Monday, December 5, 2011

Giving Voice to Hope: Advent Hymns and Confronting Shadows of Oppression

Another Advent offering for readers.  I find the purity and clarity of this Austrian a capella group, Schnittpunktvokal, as they sing the ancient German Advent-Christmas hymn "Es ist ein Ros' entsprungen," especially beautiful.  To my ear, it's a hymn better sung without instrumental accompaniment than with it.  And I may well be inclined, for reasons not entirely clear even to myself, to the renditions of church music from a very particular German-speaking region, since I love equally the performance of the same hymn by another male a cappella group from the same region of Austria, Carinthia.  I'm speaking of the Männergesangsverein of Sankt Stefan in Lavanttal, who sing "Es ist ein Ros'" on their Alpine Christmas album, which seems to be available online only at pay sites.

As I think about it, what may grab my attention in both groups' performances, in addition to the purity of the vocalization, is their reverential, devotional approach to a hymn of such great sweetness.  And when so much in many cultures conduces to telling men that they should be gruff and coarse and impassive, hearing men sing with real devotion about the tender shoot of Jesse that brought us the little rose from whose purity the Messiah sprang: that's moving.  To me, at least.
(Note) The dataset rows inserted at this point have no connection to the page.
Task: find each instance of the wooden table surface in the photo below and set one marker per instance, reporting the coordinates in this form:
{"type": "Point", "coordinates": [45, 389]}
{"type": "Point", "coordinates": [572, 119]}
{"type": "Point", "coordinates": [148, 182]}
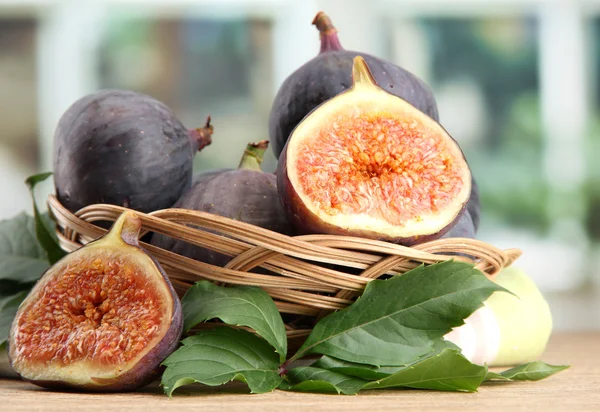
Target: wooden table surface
{"type": "Point", "coordinates": [575, 389]}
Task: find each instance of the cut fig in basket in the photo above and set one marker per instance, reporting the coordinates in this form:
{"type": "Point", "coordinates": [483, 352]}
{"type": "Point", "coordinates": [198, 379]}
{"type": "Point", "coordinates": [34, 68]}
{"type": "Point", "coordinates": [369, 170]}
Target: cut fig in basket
{"type": "Point", "coordinates": [102, 318]}
{"type": "Point", "coordinates": [367, 163]}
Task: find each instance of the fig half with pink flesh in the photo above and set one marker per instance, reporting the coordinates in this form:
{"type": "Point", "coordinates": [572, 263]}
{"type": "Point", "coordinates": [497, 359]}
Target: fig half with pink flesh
{"type": "Point", "coordinates": [368, 163]}
{"type": "Point", "coordinates": [103, 318]}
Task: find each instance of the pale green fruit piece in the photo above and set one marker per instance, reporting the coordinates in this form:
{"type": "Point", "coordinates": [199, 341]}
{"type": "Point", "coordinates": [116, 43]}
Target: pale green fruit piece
{"type": "Point", "coordinates": [524, 320]}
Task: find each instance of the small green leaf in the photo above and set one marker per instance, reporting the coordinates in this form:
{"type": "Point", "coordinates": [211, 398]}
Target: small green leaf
{"type": "Point", "coordinates": [242, 305]}
{"type": "Point", "coordinates": [21, 257]}
{"type": "Point", "coordinates": [533, 371]}
{"type": "Point", "coordinates": [311, 379]}
{"type": "Point", "coordinates": [45, 235]}
{"type": "Point", "coordinates": [448, 370]}
{"type": "Point", "coordinates": [8, 310]}
{"type": "Point", "coordinates": [396, 320]}
{"type": "Point", "coordinates": [493, 376]}
{"type": "Point", "coordinates": [215, 357]}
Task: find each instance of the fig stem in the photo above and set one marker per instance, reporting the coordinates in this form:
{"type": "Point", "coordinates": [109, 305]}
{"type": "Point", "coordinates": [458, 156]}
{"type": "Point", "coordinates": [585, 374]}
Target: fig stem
{"type": "Point", "coordinates": [361, 74]}
{"type": "Point", "coordinates": [202, 137]}
{"type": "Point", "coordinates": [328, 33]}
{"type": "Point", "coordinates": [253, 155]}
{"type": "Point", "coordinates": [127, 228]}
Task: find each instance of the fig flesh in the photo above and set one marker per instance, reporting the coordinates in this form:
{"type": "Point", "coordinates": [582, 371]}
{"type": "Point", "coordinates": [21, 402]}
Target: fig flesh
{"type": "Point", "coordinates": [123, 148]}
{"type": "Point", "coordinates": [367, 163]}
{"type": "Point", "coordinates": [101, 319]}
{"type": "Point", "coordinates": [246, 194]}
{"type": "Point", "coordinates": [330, 73]}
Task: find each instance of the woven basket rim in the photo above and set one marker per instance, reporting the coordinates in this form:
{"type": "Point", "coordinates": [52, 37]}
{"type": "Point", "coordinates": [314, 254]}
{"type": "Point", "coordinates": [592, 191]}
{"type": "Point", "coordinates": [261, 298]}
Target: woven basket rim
{"type": "Point", "coordinates": [307, 276]}
{"type": "Point", "coordinates": [252, 246]}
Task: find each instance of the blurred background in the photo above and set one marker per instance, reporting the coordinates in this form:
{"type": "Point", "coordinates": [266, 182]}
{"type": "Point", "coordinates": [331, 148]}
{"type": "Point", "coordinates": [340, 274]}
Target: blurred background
{"type": "Point", "coordinates": [516, 83]}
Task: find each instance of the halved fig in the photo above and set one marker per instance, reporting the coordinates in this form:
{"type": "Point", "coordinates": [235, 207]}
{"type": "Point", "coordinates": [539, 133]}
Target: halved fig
{"type": "Point", "coordinates": [103, 318]}
{"type": "Point", "coordinates": [368, 163]}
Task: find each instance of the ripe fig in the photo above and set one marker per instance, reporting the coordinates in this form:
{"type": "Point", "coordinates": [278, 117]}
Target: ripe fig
{"type": "Point", "coordinates": [330, 73]}
{"type": "Point", "coordinates": [101, 319]}
{"type": "Point", "coordinates": [368, 163]}
{"type": "Point", "coordinates": [246, 194]}
{"type": "Point", "coordinates": [124, 148]}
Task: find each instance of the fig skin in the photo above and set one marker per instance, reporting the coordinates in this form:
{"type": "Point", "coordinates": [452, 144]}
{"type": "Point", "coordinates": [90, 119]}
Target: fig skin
{"type": "Point", "coordinates": [305, 221]}
{"type": "Point", "coordinates": [148, 368]}
{"type": "Point", "coordinates": [124, 148]}
{"type": "Point", "coordinates": [246, 194]}
{"type": "Point", "coordinates": [329, 74]}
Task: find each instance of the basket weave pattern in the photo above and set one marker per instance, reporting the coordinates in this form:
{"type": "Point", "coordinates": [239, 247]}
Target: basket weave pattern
{"type": "Point", "coordinates": [308, 276]}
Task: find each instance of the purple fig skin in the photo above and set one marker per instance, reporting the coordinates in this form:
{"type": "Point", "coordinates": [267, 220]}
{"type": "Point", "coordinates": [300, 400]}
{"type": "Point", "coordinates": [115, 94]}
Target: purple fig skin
{"type": "Point", "coordinates": [123, 148]}
{"type": "Point", "coordinates": [329, 74]}
{"type": "Point", "coordinates": [463, 228]}
{"type": "Point", "coordinates": [306, 222]}
{"type": "Point", "coordinates": [245, 194]}
{"type": "Point", "coordinates": [148, 368]}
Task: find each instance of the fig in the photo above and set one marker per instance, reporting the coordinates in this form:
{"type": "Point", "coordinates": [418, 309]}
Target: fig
{"type": "Point", "coordinates": [246, 194]}
{"type": "Point", "coordinates": [330, 73]}
{"type": "Point", "coordinates": [368, 163]}
{"type": "Point", "coordinates": [124, 148]}
{"type": "Point", "coordinates": [101, 319]}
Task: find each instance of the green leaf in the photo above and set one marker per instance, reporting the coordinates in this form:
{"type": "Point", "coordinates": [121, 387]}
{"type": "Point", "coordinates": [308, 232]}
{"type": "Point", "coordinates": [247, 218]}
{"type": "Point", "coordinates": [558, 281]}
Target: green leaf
{"type": "Point", "coordinates": [311, 379]}
{"type": "Point", "coordinates": [370, 372]}
{"type": "Point", "coordinates": [45, 235]}
{"type": "Point", "coordinates": [8, 310]}
{"type": "Point", "coordinates": [533, 371]}
{"type": "Point", "coordinates": [493, 376]}
{"type": "Point", "coordinates": [243, 306]}
{"type": "Point", "coordinates": [21, 257]}
{"type": "Point", "coordinates": [396, 320]}
{"type": "Point", "coordinates": [214, 357]}
{"type": "Point", "coordinates": [448, 370]}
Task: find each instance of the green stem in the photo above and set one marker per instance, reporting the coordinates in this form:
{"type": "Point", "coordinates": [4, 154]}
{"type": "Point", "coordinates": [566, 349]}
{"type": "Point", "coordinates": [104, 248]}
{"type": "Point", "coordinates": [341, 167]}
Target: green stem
{"type": "Point", "coordinates": [253, 155]}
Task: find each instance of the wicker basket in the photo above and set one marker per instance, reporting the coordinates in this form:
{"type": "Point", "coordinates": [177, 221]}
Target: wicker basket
{"type": "Point", "coordinates": [307, 276]}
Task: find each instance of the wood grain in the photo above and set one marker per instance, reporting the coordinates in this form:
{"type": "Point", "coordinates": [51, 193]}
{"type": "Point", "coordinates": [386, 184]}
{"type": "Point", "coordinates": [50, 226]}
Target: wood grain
{"type": "Point", "coordinates": [576, 389]}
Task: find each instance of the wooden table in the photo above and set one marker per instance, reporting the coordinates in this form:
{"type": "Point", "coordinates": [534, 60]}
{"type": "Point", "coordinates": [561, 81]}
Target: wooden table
{"type": "Point", "coordinates": [575, 389]}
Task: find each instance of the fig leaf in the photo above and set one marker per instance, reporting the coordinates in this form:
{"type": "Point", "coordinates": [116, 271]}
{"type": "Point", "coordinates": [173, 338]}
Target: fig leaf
{"type": "Point", "coordinates": [215, 357]}
{"type": "Point", "coordinates": [397, 320]}
{"type": "Point", "coordinates": [532, 371]}
{"type": "Point", "coordinates": [370, 372]}
{"type": "Point", "coordinates": [45, 236]}
{"type": "Point", "coordinates": [447, 370]}
{"type": "Point", "coordinates": [312, 379]}
{"type": "Point", "coordinates": [241, 306]}
{"type": "Point", "coordinates": [22, 259]}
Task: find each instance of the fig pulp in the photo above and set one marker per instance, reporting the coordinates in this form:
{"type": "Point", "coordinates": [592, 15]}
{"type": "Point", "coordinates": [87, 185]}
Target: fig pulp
{"type": "Point", "coordinates": [246, 194]}
{"type": "Point", "coordinates": [103, 318]}
{"type": "Point", "coordinates": [123, 148]}
{"type": "Point", "coordinates": [330, 73]}
{"type": "Point", "coordinates": [367, 163]}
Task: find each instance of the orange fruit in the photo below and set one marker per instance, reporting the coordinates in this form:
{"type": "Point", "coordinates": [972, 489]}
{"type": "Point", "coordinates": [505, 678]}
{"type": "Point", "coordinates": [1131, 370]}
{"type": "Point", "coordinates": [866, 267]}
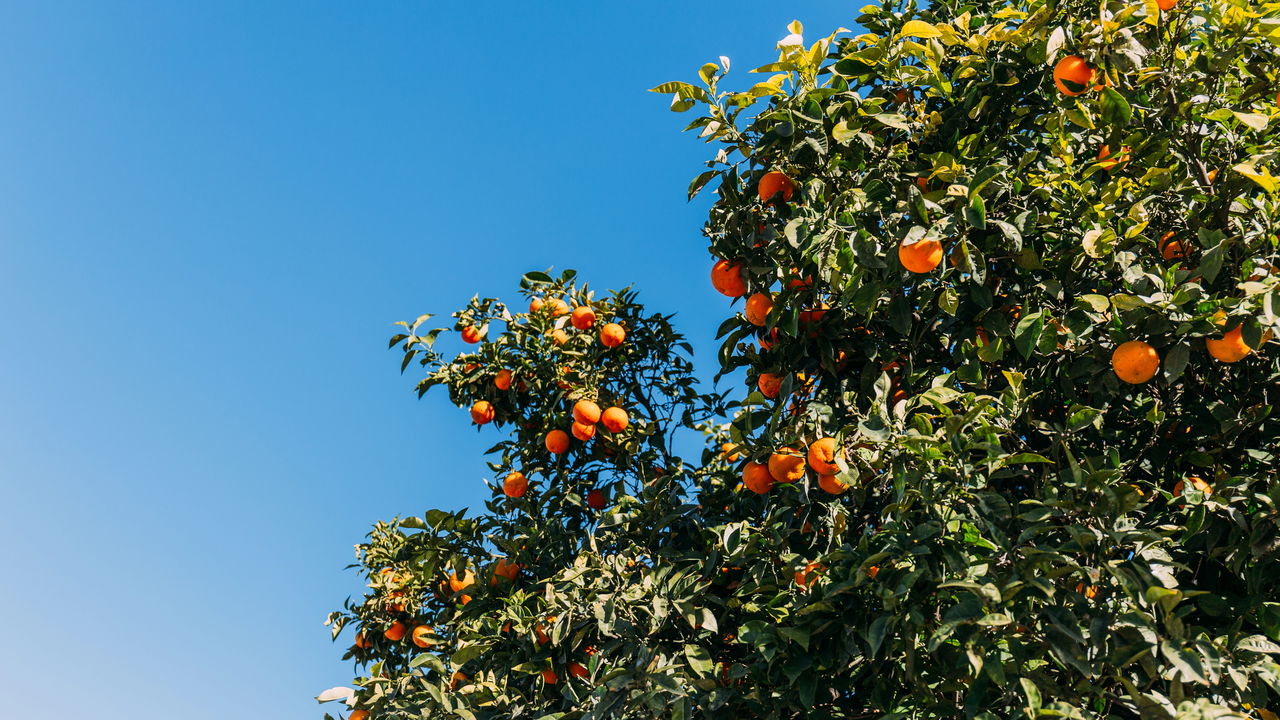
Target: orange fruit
{"type": "Point", "coordinates": [481, 413]}
{"type": "Point", "coordinates": [615, 419]}
{"type": "Point", "coordinates": [396, 633]}
{"type": "Point", "coordinates": [727, 278]}
{"type": "Point", "coordinates": [758, 308]}
{"type": "Point", "coordinates": [775, 182]}
{"type": "Point", "coordinates": [920, 256]}
{"type": "Point", "coordinates": [1075, 71]}
{"type": "Point", "coordinates": [757, 478]}
{"type": "Point", "coordinates": [786, 465]}
{"type": "Point", "coordinates": [595, 500]}
{"type": "Point", "coordinates": [831, 484]}
{"type": "Point", "coordinates": [586, 411]}
{"type": "Point", "coordinates": [1134, 361]}
{"type": "Point", "coordinates": [612, 335]}
{"type": "Point", "coordinates": [1106, 162]}
{"type": "Point", "coordinates": [556, 442]}
{"type": "Point", "coordinates": [583, 318]}
{"type": "Point", "coordinates": [504, 569]}
{"type": "Point", "coordinates": [769, 384]}
{"type": "Point", "coordinates": [1171, 247]}
{"type": "Point", "coordinates": [822, 456]}
{"type": "Point", "coordinates": [583, 432]}
{"type": "Point", "coordinates": [420, 636]}
{"type": "Point", "coordinates": [540, 630]}
{"type": "Point", "coordinates": [805, 578]}
{"type": "Point", "coordinates": [466, 580]}
{"type": "Point", "coordinates": [1230, 347]}
{"type": "Point", "coordinates": [515, 484]}
{"type": "Point", "coordinates": [502, 381]}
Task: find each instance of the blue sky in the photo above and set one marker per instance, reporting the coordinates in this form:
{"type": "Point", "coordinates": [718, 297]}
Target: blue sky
{"type": "Point", "coordinates": [210, 215]}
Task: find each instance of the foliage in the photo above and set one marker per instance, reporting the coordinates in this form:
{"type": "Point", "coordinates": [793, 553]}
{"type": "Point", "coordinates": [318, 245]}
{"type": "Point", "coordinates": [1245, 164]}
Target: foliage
{"type": "Point", "coordinates": [1024, 533]}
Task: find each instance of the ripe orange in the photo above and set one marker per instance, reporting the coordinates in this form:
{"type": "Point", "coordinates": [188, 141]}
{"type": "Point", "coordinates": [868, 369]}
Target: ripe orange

For me, "Es ist ein Ros' entsprungen" will always have very specific resonance.  Though I'd heard it sung many times before in various choral performances, any time I listen to the hymn now, I will always remember Christmas eve in 1993, which Steve and I spent with kind and generous friends and colleagues in Hamburg.  That Christmas eve, after they had included us in their family Heiligabend celebration, which included a lavish spread of wonderful fish dishes, salads, and champagne, they took us to St. Catherine's church in the old city, where we met mutual friends for the midnight service.

And where the choir sang "Es ist ein Ros' entsprungen" as snow pelted down all around the church, and as Peter Cornehl of the University of Hamburg preached about the darkness of political oppression and poverty that Christ comes to illuminate, darkness that is continuous today with the similar darkness of the Nazi days.  Days not so distant in time, particularly when fascism continues to assert itself in Germany and all over Europe, Cornehl said.  

He spoke of the poet Jochen Klepper, who married a Jewish woman and who committed suicide along with his wife and their daughter when Adolf Eichmann refused to allow them to emigrate, almost certainly consigning Klepper's wife Johanna and their daughter Renate to death in the gas chambers.  Eichmann's refusal to grant emigration papers to the family and his complicity in their suicide were documented in the post-war trial against him.

On that same memorable Christmas eve, in the dark, cold church with the high, shadowy recesses of its Gothic ceiling, we also sang Klepper's famous hymn-poem "Die Nacht ist vorgedrungen."  And this is a Christmas eve I'll never forget.  I hope I won't forget, too, its message that oppression is a never-ending cycle that requires successive generations of people listening to conscience to break the back of oppression, in the ever-new ways in which it manifests itself in each new period of history.